The Term: "scene element"
- Context and Importance: This term defines what can be selected by the user. The patent's title includes "video game," suggesting the term is intended to cover elements within a game. However, the core of the infringement question may be whether an interactive, user-controllable object in a game like "Jurassic World Alive" is equivalent to a "scene element" as described in the patent, which often refers to more passive objects in a linear video stream like a movie (’451 Patent, col. 2:1-4).
- Intrinsic Evidence for Interpretation:- Evidence for a Broader Interpretation: The patent title explicitly lists "video game" as a context for the invention. The specification discusses annotated elements in a "group video" (Compl. Fig. 5), which could be argued as analogous to elements in a game environment.

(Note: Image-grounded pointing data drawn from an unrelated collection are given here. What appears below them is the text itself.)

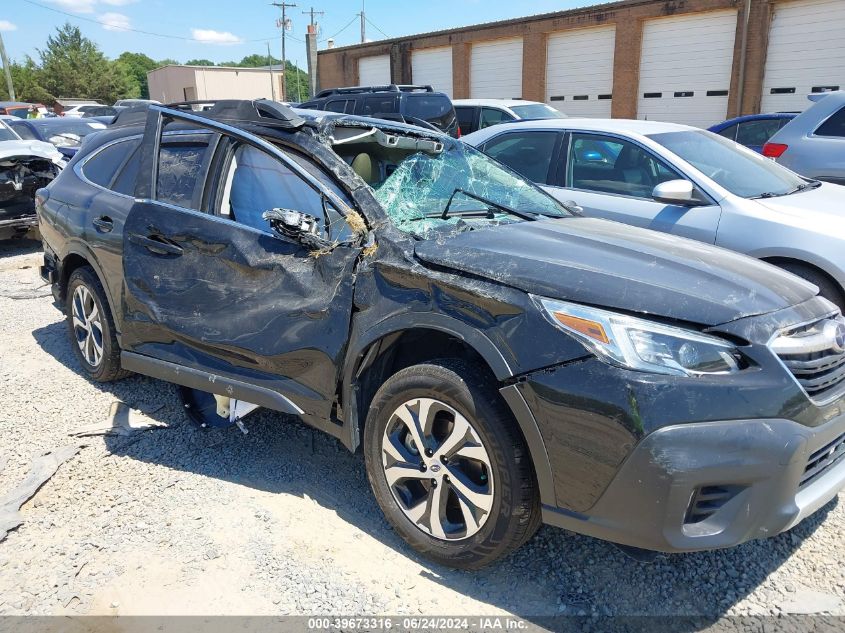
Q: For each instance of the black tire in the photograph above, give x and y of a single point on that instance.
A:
(515, 513)
(827, 287)
(108, 368)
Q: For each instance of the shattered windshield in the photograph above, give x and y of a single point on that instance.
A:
(458, 188)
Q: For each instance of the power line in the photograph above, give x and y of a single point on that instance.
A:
(142, 32)
(370, 22)
(348, 24)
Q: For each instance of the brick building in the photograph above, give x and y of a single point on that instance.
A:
(690, 61)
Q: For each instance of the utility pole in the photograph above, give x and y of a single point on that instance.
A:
(283, 25)
(7, 70)
(312, 13)
(272, 83)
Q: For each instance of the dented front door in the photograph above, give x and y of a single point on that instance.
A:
(208, 293)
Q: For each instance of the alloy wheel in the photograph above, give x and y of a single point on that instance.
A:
(438, 469)
(87, 326)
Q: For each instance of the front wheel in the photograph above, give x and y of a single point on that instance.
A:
(448, 465)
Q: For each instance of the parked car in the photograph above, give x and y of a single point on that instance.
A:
(685, 181)
(419, 105)
(753, 130)
(500, 361)
(477, 114)
(65, 134)
(78, 111)
(813, 143)
(103, 111)
(25, 166)
(20, 109)
(126, 103)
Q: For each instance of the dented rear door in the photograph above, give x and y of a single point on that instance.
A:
(205, 290)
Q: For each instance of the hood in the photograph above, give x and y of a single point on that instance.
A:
(822, 206)
(29, 149)
(613, 265)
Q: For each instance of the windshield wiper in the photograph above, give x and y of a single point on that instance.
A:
(525, 215)
(802, 187)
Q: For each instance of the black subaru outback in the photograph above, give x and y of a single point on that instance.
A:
(500, 361)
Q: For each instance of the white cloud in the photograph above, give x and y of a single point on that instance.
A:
(115, 22)
(75, 6)
(209, 36)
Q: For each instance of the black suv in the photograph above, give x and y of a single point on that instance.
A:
(500, 360)
(418, 105)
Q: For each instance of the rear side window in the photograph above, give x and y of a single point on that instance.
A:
(436, 109)
(834, 126)
(125, 181)
(757, 132)
(466, 119)
(379, 105)
(493, 116)
(181, 173)
(527, 153)
(340, 105)
(23, 130)
(102, 167)
(729, 132)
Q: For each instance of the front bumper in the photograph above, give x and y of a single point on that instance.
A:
(662, 497)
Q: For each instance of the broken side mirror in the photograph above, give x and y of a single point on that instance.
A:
(292, 224)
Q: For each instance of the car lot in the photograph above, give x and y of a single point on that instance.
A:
(120, 528)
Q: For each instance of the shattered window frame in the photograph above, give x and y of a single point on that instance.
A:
(458, 166)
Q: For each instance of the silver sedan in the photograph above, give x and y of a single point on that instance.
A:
(686, 181)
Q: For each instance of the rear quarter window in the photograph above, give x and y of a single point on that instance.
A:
(102, 167)
(834, 126)
(436, 109)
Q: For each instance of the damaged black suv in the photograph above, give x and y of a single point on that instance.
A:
(501, 361)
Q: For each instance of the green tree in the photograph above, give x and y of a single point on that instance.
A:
(138, 65)
(73, 66)
(26, 78)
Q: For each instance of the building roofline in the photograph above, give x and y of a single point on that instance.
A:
(263, 69)
(603, 6)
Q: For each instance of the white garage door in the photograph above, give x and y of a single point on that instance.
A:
(579, 71)
(806, 53)
(495, 70)
(685, 68)
(433, 67)
(374, 71)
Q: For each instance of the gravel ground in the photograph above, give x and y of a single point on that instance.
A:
(281, 521)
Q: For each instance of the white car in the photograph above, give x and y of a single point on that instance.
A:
(686, 181)
(25, 166)
(477, 114)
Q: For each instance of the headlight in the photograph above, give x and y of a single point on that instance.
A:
(643, 345)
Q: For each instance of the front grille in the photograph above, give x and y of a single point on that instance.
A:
(707, 500)
(813, 356)
(823, 460)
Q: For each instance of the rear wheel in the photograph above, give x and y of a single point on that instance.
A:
(91, 327)
(448, 465)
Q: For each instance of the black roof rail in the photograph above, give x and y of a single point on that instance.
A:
(258, 111)
(364, 89)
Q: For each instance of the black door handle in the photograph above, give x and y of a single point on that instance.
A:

- Evidence for a Narrower Interpretation: The problem statement focuses on obtaining information about "actors in a scene or the music being played" in a "movie or scene" (’451 Patent, col. 2:1-4), suggesting a context of passive media consumption rather than an interactive game.
 
VI. Other Allegations
- Indirect Infringement: The complaint alleges both induced and contributory infringement (Compl. ¶10-11). The factual basis alleged is that Defendant "actively encouraged or instructed" its customers on how to use the infringing products and services (Compl. ¶10).
- Willful Infringement: The complaint alleges that Defendant has known of the ’451 patent "from at least the date of the filing of the lawsuit" (Compl. ¶10, fn. 1; ¶11, fn. 2). This allegation appears to support a claim for post-filing willfulness only, as no pre-suit knowledge is alleged. The prayer for relief seeks a finding of willful infringement and treble damages (Compl. ¶V.e).
VII. Analyst’s Conclusion: Key Questions for the Case
- A central issue will be one of claim construction and scope: Can the term "augmented reality device", as used in claim 1 to describe a device a user "looks through to view the display," be construed to read on a standard smartphone running the accused game, where the display, camera, and user interface are all integrated into a single device?
- A key evidentiary and factual question will emerge from the missing claim chart: What specific features of the "Jurassic World Alive" game will Plaintiff argue meet the claim limitations? The court will need to determine if the game's functionality matches the patent's specific architecture, which requires interaction between a primary "display," a separate "augmented reality device," and a "secondary display," or if there is a fundamental mismatch in technical operation.
- The dispute may also turn on the definition of the claimed environment: Does the interactive, player-centric world of the accused game constitute the "frame of video content being presented on a display" as required by claim 1, a phrase that may suggest a more passive, non-interactive media context?